Amelia and the Silken Sheet

There is
unsung possibility
in an airport tarmac
filled with morning sun—

a cognac color
fills the sky, blankets the
asphalt, surrounds
the mountains with the
muse of adventure.

……..In the air, Fred peels the purple
…… from a ripe sea almond,
……..lifts the fruit

…… Amelia’s lips. She tastes it as
……..she muses at the ground that
……..stretches white arms below them.

……..Why rush back? His
……..eyes cross hers. New thunder-
……..clouds roll behind them.

………There is a danger, you know,
………in thinking that way…She looks
………down. In wanting to stay

In Karachi, the desert stretches
before them, an exotic unknown

Heat rises from the earth—
awakens her senses in musical voices.
Travels her spine. She kneels

It is a calling. He stares at
the weather, the raging sea, again
at Amelia. For you to find that life.

She bathes in hot desert wind, pulls odd-
scented water onto her cheeks. Looks
at that bold sun, stands with the sunset
and cognac tarmac behind her, says:

There is a place
between the dark
and the light,
where we often rest,
knowing we don’t need
to choose sides:

a silken sheet around
our barest selves
in the early light…

For those who’ve
heard the echo
of our call,
that silken sheet
slips quickly away—the place
of quiet, quickly

by unrest, leaving
us to face our own
bare truths. Truths
we don’t always

It is up to us,
what we decide
to do



Kerouac in San Francisco

The water runs still, like friends who mix patinas,
play stringed instruments and write books, yet say little.
The buildings shine water. Those one-way streets
that line the buildings are mazes; they make no sense.
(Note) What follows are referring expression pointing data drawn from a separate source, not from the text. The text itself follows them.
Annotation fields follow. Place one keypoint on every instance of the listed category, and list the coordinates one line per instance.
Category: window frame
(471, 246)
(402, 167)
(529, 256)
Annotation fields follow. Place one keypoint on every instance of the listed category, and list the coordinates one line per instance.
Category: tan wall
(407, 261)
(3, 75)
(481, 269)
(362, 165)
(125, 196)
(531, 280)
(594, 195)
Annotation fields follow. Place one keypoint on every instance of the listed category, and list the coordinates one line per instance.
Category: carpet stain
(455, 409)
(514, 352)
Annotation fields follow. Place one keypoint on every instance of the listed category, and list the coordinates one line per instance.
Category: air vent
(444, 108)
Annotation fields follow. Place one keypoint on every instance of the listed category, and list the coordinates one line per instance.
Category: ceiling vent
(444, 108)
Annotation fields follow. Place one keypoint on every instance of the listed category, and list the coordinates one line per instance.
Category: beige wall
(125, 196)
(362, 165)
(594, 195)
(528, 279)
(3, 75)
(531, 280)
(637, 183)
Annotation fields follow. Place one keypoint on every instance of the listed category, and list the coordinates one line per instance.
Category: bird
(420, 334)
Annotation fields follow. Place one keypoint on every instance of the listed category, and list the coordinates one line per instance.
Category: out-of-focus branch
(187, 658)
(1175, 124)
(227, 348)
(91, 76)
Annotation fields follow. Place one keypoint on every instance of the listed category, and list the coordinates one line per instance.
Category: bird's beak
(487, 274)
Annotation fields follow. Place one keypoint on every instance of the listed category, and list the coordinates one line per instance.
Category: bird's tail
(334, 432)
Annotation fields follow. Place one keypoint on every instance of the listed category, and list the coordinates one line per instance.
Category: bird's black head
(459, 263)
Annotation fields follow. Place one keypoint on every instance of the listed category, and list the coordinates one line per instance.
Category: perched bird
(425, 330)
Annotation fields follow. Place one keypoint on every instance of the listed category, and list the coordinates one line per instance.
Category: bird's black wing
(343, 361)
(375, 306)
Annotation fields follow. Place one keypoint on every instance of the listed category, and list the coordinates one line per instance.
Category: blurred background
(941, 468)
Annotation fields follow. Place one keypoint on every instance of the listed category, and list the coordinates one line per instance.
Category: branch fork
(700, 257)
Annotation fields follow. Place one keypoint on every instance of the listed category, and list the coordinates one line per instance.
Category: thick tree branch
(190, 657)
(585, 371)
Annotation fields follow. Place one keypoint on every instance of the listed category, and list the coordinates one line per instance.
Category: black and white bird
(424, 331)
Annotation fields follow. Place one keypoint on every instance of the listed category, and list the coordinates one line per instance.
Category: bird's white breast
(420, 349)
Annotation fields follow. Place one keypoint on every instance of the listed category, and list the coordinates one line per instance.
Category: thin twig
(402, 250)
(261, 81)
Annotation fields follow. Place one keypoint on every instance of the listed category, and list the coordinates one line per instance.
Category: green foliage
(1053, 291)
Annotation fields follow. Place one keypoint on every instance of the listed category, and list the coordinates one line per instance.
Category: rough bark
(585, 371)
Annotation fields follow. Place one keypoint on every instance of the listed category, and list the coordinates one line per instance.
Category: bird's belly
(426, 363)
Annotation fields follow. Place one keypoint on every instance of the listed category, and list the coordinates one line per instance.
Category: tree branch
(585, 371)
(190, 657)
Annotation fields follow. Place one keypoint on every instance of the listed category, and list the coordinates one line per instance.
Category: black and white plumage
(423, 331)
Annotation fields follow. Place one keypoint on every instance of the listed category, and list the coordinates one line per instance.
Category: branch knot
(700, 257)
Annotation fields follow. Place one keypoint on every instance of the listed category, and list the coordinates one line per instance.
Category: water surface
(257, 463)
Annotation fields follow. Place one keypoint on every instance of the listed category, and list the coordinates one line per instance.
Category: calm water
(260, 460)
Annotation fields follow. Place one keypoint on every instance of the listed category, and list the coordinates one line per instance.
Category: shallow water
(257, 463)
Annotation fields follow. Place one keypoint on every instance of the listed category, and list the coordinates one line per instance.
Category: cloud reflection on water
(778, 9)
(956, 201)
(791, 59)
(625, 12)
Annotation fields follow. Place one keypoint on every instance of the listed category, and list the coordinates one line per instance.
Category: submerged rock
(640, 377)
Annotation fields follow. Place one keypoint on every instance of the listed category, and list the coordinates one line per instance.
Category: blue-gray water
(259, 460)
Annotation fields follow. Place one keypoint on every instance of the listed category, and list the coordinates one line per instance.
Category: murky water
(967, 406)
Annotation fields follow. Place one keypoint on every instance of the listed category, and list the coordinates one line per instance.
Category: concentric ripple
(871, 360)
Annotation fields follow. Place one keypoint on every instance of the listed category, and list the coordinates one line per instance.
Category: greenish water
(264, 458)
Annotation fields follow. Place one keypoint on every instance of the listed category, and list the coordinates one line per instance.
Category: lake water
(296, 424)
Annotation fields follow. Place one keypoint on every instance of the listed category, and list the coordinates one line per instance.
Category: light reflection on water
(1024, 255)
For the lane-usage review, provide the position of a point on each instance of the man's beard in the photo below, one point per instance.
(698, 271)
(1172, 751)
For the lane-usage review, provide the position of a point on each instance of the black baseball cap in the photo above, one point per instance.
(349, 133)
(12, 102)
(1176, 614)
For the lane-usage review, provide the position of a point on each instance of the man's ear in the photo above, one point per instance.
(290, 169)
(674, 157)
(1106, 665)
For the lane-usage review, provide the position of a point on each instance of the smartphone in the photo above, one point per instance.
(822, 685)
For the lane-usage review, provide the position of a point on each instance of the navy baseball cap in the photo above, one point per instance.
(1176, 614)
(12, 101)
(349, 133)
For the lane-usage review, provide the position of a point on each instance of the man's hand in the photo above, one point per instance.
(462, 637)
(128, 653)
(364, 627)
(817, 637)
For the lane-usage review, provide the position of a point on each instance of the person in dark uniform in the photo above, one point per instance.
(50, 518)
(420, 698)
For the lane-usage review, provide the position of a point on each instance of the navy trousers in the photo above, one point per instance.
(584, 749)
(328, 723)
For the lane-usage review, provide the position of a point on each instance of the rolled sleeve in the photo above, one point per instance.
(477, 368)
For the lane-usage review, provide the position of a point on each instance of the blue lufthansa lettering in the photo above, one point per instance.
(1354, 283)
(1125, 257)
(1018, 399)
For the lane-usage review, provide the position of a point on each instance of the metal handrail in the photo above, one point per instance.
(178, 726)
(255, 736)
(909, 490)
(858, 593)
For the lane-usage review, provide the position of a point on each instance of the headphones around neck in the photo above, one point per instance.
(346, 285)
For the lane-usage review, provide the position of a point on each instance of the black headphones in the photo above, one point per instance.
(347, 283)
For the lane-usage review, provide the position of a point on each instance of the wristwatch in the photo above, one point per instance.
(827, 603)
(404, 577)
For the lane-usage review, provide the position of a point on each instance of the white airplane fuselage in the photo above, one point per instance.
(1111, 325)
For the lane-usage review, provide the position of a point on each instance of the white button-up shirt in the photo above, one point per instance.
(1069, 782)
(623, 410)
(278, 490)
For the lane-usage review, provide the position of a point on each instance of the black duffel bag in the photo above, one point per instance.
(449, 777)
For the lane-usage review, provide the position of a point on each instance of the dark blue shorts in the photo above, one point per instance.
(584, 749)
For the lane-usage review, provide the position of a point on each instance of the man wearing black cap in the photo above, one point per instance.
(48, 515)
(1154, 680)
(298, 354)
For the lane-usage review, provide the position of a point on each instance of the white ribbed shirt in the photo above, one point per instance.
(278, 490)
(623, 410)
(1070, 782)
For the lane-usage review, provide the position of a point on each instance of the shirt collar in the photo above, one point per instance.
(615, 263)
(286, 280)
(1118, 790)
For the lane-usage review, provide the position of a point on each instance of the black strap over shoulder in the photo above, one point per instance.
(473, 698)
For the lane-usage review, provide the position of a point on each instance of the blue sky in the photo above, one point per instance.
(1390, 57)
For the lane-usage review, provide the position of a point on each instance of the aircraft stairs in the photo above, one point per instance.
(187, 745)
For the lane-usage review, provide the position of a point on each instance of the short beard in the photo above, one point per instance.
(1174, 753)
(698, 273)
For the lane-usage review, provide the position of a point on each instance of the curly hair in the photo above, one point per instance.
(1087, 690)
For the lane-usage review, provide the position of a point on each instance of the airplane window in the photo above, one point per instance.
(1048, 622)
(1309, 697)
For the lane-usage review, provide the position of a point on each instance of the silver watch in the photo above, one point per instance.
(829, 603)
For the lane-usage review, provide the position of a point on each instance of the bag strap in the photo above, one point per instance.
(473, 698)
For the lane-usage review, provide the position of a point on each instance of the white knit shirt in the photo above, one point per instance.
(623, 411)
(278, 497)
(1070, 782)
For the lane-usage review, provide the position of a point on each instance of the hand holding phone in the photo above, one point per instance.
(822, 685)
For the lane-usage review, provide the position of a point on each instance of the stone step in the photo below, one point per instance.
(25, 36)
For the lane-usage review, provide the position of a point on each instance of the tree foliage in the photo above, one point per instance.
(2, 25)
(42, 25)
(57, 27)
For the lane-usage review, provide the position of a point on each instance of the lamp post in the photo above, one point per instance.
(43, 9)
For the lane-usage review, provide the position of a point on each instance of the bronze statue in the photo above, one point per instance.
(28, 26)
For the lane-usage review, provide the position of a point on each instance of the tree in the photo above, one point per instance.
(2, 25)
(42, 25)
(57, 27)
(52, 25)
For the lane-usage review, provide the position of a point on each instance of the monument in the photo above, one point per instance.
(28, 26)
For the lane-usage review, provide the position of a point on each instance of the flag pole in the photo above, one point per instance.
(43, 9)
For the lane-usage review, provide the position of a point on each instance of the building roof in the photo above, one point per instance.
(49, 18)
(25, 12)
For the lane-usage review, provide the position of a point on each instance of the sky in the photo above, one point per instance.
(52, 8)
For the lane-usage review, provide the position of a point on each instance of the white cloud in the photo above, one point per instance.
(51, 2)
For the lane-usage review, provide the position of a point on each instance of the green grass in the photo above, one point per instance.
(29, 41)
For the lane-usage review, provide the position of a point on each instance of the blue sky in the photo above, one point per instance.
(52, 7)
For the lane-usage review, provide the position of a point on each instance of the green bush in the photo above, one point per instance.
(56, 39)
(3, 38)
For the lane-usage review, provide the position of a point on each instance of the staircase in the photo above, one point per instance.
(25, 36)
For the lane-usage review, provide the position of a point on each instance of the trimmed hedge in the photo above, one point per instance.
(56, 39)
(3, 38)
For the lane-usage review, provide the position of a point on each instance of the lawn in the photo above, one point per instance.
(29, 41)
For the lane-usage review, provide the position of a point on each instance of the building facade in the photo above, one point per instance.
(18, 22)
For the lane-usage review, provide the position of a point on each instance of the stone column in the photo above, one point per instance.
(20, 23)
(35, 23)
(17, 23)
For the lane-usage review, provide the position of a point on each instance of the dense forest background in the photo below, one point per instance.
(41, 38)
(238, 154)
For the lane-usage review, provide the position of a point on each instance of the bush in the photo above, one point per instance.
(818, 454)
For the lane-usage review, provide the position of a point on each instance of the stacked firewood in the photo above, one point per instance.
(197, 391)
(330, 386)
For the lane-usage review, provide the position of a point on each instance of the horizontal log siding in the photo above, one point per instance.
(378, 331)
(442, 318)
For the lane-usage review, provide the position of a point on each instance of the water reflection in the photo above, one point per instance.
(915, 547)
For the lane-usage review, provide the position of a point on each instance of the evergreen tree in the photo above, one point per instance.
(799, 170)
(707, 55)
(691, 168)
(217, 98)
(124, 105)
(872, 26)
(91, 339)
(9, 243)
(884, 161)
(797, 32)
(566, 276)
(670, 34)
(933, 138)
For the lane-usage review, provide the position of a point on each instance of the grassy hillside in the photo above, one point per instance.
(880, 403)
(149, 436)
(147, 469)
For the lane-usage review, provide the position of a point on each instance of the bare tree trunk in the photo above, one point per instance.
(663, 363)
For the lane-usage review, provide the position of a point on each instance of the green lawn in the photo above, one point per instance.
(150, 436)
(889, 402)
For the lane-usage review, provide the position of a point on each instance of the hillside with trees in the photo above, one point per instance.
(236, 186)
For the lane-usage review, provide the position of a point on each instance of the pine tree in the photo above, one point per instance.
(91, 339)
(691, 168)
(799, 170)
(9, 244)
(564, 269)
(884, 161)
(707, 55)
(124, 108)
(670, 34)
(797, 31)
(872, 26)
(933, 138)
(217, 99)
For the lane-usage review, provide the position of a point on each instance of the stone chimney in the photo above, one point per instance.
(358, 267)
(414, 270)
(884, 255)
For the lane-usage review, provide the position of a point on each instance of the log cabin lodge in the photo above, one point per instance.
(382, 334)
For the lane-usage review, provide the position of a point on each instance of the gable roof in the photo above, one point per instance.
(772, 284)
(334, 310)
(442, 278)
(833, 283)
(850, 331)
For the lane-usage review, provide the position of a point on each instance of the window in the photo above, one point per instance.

We walk to the Embarcadero, see the oldest light
house at Alcatraz, wonder at the souls who swam
from it at night, realize you yourself are one of those souls
looking for something, always searching—yet finding nothing.

………Kerouac walked there once
………with empty pockets;
……..passed Italian cafes,
…….spoke words, like jazz,

,,,,,,,looked only in windows—
……sat in empty kitchens,
……wrote bourgeois tragedy
……through dharma hunger.

We walked all night one December, past mid-
night to reach that bridge; it was there I saw you
had no promises to keep for me, San Francisco…
You were filled with only desire, and chill

—the bitter, sweet aftertaste of a lonely
night with distant friends, disenchanted wanderers
who walk searching for something, some mystical light
they came to discover they’d never find.

…….He spent his evening once
…….staring out at water, smoking and
…….wishing he were not alone. And yet
…….it was only while alone that he could think.

…….When we drove away from that
…….water, there were only mists—gray and
…….distant memories, smoke that dissipates—
…….those watercolor, stringed instrument songs—of you.

…….He woke before everyone, played
…….forgotten jazz records, then limped
…….to the all-night liquor store, where he bought
…….just enough hope to fill a paper bag.